Un tableau de Claude Monet est au centre d’une bataille entre des héritiers du peintre français et le marchand d’art new-yorkais Wildenstein & Co, qui a fait l’objet jeudi d’une audience dans un tribunal judiciaire dans l’ouest de la France.
« On est dans le cadre d’une affaire qui concerne les descendants directs de Claude Monet », explique à l’AFP Me Nans Méger, qui les défend aux côtés d’une autre avocate, Me Corinne Hershkovitch.

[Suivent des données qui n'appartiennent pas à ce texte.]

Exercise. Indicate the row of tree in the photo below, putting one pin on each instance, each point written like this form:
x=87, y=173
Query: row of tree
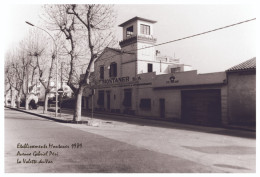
x=79, y=34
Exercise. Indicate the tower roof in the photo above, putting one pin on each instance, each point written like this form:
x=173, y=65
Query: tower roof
x=136, y=18
x=247, y=65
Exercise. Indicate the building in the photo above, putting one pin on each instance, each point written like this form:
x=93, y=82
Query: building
x=136, y=79
x=242, y=93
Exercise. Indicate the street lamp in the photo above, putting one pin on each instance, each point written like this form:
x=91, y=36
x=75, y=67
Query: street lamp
x=55, y=55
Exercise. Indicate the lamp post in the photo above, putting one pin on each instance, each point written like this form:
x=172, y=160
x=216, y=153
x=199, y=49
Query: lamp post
x=55, y=55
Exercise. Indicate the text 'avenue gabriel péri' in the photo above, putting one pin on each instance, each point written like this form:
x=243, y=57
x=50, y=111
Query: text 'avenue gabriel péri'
x=39, y=154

Le petit-fils du frère du peintre, détenteur d“« Adolphe Monet lisant dans un jardin », se trouvait avant sa mort face à un dilemme : comment transmettre ce chef d”œuvre, figurant le père de Claude Monet lisant un journal dans le jardin de sa demeure de Sainte-Adresse, à ses deux enfants ?
Il a donc décidé de l’échanger avec la galerie Wildenstein, l’une des principales du secteur dans le monde, contre cinq tableaux moins cotés dont un seul de Monet, afin de faciliter le partage. L’échange a eu lieu en 2004.
Mais depuis, ses héritiers (sa veuve et ses enfants, autrement dit les arrière-petits-enfants de Claude Monet) se sont aperçus que le tableau échangé de Monet, avait été « transposé ».
« On a utilisé des morceaux de toile d’une œuvre originale et on les a reposés sur une autre toile », éclaire Me Méger, de quoi diminuer fortement sa valeur.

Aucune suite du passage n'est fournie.